The District Court awarded Highmark $4,694,727.40 in attorney fees and $209,626.56 in expenses based on its finding that the case is exceptional under Section 285. The court also awarded $35,000 in Rule 11 sanctions against Allcare’s counsel. Allcare’s attorneys then withdrew from the case based on conflicts of interest and separately moved for reconsideration of the Rule 11 sanctions, providing additional evidence about their representation of Allcare. Based on the evidence, the District Court vacated the Rule 11 sanctions against the attorneys. After the District Court denied Allcare’s motion to reconsider the exceptional case finding and judgment awarding attorney fees or, in the alternative, to grant a new trial or hold an evidentiary hearing, Allcare appealed to the Federal Circuit, which reversed the exceptional case finding in part in a divided opinion. The panel majority, after de novo review, affirmed the exceptional case finding for Allcare’s claim 102 infringement litigation but reversed the exceptional case finding as to claim 52 on grounds that Allcare’s construction was not objectively baseless.

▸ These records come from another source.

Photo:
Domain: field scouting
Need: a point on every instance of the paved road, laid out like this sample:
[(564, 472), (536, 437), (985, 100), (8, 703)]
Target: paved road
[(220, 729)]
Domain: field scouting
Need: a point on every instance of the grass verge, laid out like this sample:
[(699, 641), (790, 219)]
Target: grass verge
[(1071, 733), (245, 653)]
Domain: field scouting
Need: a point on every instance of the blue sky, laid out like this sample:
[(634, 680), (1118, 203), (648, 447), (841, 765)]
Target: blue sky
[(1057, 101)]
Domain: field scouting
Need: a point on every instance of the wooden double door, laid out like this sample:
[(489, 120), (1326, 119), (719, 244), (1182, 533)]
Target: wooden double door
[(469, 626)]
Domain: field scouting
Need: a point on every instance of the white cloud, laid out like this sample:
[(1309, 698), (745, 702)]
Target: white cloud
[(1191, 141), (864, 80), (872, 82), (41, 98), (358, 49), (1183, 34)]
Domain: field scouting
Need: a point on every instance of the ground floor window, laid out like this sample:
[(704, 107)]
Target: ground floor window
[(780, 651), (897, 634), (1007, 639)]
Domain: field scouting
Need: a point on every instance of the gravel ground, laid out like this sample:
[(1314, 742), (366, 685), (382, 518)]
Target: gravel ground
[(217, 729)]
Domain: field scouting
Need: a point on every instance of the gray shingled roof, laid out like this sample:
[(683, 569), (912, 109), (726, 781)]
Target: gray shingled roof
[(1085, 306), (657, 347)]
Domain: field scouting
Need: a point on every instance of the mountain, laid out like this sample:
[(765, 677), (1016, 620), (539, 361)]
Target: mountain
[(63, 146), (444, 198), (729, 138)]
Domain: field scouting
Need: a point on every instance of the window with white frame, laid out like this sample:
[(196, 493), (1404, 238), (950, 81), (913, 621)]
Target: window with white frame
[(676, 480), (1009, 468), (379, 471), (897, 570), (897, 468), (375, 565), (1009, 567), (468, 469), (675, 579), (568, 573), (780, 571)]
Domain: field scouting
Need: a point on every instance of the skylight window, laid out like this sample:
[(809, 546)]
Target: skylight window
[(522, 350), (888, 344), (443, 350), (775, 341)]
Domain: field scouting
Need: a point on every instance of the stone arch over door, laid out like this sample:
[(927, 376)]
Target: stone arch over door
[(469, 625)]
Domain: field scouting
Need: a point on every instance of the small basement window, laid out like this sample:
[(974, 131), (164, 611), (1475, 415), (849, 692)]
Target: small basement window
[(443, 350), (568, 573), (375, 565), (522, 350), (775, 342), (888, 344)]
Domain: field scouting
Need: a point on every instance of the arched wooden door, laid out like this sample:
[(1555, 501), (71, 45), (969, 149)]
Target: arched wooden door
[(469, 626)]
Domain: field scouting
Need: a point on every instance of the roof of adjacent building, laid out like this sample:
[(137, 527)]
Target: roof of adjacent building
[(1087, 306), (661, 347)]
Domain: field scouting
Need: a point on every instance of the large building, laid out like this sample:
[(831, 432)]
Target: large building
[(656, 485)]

The majority, holding that none of the instances of litigation misconduct found by the District Court separately warranted an exceptional case finding, remanded the case for a calculation of attorney fees based only on the frivolity of the claim 102 allegations. 

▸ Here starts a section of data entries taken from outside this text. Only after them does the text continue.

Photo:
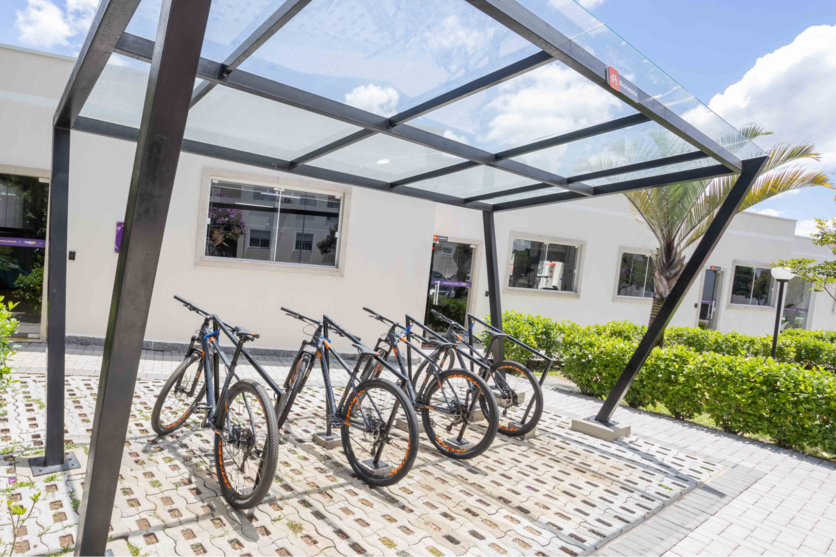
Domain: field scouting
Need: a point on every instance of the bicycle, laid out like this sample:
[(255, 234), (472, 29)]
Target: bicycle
[(451, 396), (241, 414), (380, 453), (513, 383)]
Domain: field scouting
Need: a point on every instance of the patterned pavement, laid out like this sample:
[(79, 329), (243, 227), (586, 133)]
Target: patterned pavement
[(561, 493)]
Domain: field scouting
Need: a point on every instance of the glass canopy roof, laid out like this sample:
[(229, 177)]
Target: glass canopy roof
[(433, 96)]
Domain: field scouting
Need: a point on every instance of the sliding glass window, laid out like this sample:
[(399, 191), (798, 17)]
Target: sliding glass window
[(260, 223)]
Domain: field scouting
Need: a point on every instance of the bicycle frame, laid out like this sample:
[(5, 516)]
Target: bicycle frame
[(323, 352), (209, 340)]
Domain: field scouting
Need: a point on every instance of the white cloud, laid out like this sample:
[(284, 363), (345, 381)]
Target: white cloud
[(805, 228), (790, 92), (43, 24), (769, 212), (545, 102), (379, 100)]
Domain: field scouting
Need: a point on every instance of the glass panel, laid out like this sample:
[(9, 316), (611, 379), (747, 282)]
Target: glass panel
[(270, 224), (635, 278), (119, 94), (230, 118), (641, 143), (23, 222), (385, 158), (796, 304), (474, 181), (752, 286), (551, 100), (230, 23), (389, 55), (543, 266)]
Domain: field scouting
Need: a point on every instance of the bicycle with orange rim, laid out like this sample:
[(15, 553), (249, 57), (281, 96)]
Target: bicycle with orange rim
[(458, 409), (378, 426)]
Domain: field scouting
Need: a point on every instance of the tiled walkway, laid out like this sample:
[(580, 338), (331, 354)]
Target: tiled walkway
[(674, 487)]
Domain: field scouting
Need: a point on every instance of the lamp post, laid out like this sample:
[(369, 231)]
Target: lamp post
[(783, 276)]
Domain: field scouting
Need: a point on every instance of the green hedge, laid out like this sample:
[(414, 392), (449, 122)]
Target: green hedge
[(727, 376)]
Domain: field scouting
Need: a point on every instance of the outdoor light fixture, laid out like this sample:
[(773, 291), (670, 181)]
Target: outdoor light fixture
[(783, 276)]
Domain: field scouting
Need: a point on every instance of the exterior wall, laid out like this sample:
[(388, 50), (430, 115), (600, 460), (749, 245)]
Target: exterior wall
[(385, 239)]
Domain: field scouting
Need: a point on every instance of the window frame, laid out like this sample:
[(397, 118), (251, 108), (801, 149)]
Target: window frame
[(517, 235), (629, 299), (305, 185), (748, 307)]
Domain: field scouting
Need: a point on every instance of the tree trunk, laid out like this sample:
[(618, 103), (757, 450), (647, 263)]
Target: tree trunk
[(654, 310)]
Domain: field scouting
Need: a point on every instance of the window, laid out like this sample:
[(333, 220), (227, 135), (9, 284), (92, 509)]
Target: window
[(752, 286), (259, 238), (272, 224), (635, 276), (543, 266), (304, 241)]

After the Federal Circuit denied rehearing en banc, Highmark filed a petition for certiorari with the Supreme Court. Oral arguments were held Feb. 26.

Pierce Cited

Vacating and remanding, the Supreme Court began by noting that — traditionally, pursuant to Pierce v. Underwood, 487 U.S. 552, 558 (1988) [enhanced version] — decisions on questions of law are subject to de novo review, decisions on questions of fact are reviewed for clear error and decisions on matters of discretion are reviewed for an abuse of discretion. In light of Octane, “the determination whether a case is ‘exceptional’ under §285 is a matter of discretion,” according to the Supreme Court. To that end, as in Pierce, the text of the Patent Act suggests “some deference” to a district court upon appeal, the Supreme Court ruled. What’s more, pursuant to Pierce, “the district court is ‘better positioned’ to decide whether a case is exceptional . . . because it lives with the case over a prolonged period of time.’”

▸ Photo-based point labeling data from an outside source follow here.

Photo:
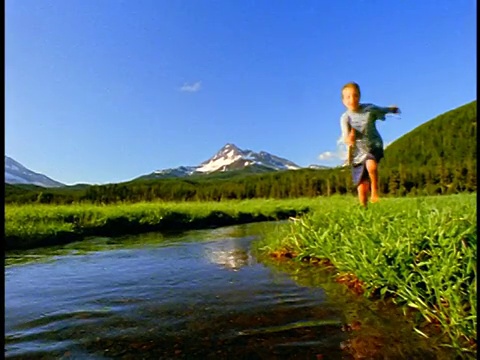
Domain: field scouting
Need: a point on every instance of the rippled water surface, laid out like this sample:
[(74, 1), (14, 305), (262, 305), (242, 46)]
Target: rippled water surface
[(200, 295)]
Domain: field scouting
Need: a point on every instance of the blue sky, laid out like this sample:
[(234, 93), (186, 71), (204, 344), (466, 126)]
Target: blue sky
[(103, 91)]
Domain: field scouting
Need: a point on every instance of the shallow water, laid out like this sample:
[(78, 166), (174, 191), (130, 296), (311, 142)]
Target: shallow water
[(200, 295)]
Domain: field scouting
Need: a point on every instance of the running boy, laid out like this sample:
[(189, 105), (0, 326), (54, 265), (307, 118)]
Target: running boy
[(365, 144)]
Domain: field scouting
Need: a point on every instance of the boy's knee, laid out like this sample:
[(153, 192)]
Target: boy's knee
[(371, 165)]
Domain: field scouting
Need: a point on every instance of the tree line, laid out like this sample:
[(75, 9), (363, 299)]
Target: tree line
[(438, 157)]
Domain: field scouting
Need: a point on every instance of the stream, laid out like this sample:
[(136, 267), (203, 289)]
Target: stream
[(202, 294)]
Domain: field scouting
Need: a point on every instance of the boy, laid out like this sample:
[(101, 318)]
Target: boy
[(363, 140)]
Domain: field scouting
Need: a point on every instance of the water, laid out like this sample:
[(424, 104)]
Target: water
[(199, 295)]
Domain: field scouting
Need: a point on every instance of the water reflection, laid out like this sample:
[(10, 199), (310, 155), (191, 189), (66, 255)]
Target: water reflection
[(231, 255), (158, 297)]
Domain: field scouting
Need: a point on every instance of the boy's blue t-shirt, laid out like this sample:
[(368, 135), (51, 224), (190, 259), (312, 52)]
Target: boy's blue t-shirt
[(367, 137)]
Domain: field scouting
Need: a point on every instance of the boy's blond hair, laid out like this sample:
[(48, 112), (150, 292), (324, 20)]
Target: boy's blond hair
[(352, 85)]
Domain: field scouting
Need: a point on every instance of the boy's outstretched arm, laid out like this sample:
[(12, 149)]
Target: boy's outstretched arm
[(382, 111)]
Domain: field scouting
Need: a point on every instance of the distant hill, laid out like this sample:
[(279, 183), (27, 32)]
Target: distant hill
[(16, 173), (437, 157), (448, 139)]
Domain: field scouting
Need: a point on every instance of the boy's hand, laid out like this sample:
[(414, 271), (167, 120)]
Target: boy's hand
[(350, 139), (394, 109)]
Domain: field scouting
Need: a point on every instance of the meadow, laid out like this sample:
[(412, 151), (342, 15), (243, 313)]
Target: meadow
[(419, 252), (35, 225)]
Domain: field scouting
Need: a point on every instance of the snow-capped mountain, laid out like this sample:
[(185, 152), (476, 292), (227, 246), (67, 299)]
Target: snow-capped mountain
[(231, 157), (16, 173), (228, 158)]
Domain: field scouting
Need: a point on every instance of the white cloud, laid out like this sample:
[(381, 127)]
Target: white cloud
[(191, 87), (339, 154)]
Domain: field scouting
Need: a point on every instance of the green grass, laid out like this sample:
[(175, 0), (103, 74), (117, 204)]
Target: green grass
[(33, 225), (421, 252)]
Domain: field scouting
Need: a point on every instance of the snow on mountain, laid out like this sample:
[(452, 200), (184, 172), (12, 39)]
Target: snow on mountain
[(230, 155), (228, 158), (16, 173)]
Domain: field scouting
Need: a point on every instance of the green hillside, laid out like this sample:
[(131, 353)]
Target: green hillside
[(438, 157), (444, 140)]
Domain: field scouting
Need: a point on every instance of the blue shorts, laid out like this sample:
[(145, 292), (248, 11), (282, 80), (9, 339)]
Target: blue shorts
[(359, 171)]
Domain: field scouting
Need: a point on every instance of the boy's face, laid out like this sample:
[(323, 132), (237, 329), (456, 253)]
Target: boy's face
[(350, 98)]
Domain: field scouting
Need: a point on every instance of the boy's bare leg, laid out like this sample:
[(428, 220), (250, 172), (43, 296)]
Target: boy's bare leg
[(362, 189), (373, 174)]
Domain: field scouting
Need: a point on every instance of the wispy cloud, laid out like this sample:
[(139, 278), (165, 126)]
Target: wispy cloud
[(191, 87), (339, 154)]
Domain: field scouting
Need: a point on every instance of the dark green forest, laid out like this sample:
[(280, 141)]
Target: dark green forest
[(438, 157)]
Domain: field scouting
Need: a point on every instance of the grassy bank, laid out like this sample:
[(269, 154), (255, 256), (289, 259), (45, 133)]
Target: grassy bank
[(35, 225), (421, 252)]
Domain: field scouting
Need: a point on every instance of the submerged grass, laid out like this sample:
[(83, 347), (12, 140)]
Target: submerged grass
[(33, 225), (420, 252)]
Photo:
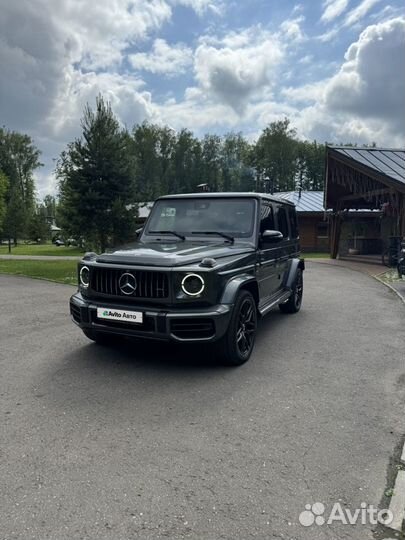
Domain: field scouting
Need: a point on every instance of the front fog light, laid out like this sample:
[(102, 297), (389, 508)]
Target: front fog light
[(192, 284), (84, 275)]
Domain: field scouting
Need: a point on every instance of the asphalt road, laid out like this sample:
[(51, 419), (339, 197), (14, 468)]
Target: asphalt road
[(159, 442)]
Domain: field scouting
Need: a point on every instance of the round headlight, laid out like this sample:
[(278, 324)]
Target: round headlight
[(192, 284), (84, 275)]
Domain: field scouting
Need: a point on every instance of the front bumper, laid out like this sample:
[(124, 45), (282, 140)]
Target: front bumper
[(204, 324)]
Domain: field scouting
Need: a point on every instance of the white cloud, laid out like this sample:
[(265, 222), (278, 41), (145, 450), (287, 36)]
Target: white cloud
[(303, 94), (201, 6), (365, 100), (291, 29), (359, 12), (332, 9), (234, 69), (166, 59)]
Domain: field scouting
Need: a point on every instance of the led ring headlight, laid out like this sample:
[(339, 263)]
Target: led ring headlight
[(192, 284), (84, 275)]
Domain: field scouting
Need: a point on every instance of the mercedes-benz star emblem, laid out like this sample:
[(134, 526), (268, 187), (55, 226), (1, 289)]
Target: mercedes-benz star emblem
[(127, 284)]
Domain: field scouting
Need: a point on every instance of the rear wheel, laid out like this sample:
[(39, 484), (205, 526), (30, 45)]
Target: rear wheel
[(236, 345), (101, 338), (293, 304)]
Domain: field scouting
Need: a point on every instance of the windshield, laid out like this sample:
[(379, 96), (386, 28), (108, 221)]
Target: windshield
[(233, 216)]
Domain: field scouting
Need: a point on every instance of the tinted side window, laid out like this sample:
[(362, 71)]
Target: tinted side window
[(293, 222), (283, 221), (266, 218)]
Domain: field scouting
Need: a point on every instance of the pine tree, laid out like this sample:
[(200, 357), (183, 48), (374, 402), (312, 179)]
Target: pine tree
[(96, 181)]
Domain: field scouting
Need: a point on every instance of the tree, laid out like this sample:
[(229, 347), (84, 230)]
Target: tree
[(39, 227), (3, 191), (236, 173), (311, 159), (275, 156), (19, 158), (96, 180)]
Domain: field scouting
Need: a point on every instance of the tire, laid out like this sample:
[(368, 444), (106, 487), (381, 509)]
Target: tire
[(293, 304), (236, 346), (100, 338)]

“We therefore hold that an appellate court should apply an abuse-of-discretion standard in reviewing all aspects of a district court’s §285 determination. Although questions of law may in some cases be relevant to the §285 inquiry, that inquiry generally is, at heart, ‘rooted in factual de­terminations,’” the Supreme Court ruled, citing Cooter & Gell v. Hartmarx Corp., 496 U.S. 384, 405 (1990) [enhanced version].

“The judgment of the United States Court of Appeals for the Federal Circuit is vacated, and the case is remanded for further proceedings consistent with this opinion,” the Supreme Court added.

Counsel

Highmark is represented by Neal K. Katyal, Dominic F. Perella, David M. Ginn, R. Craig Kitchen, Amanda K. Rice and Jonathan D. Shaub of Hogan Lovells in Washington and Cynthia E. Kernick, James C. Martin and Thomas M. Pohl of Reed Smith in Pittsburgh.

Donald R. Dunner, Don O. Burley, Jason W. Melvin and Cora R. Holt of Finnegan, Henderson, Farabow, Garrett & Dunner in Washington and Erik R. Puknys of the firm's Palo Alto, Calif., office represent Allcare.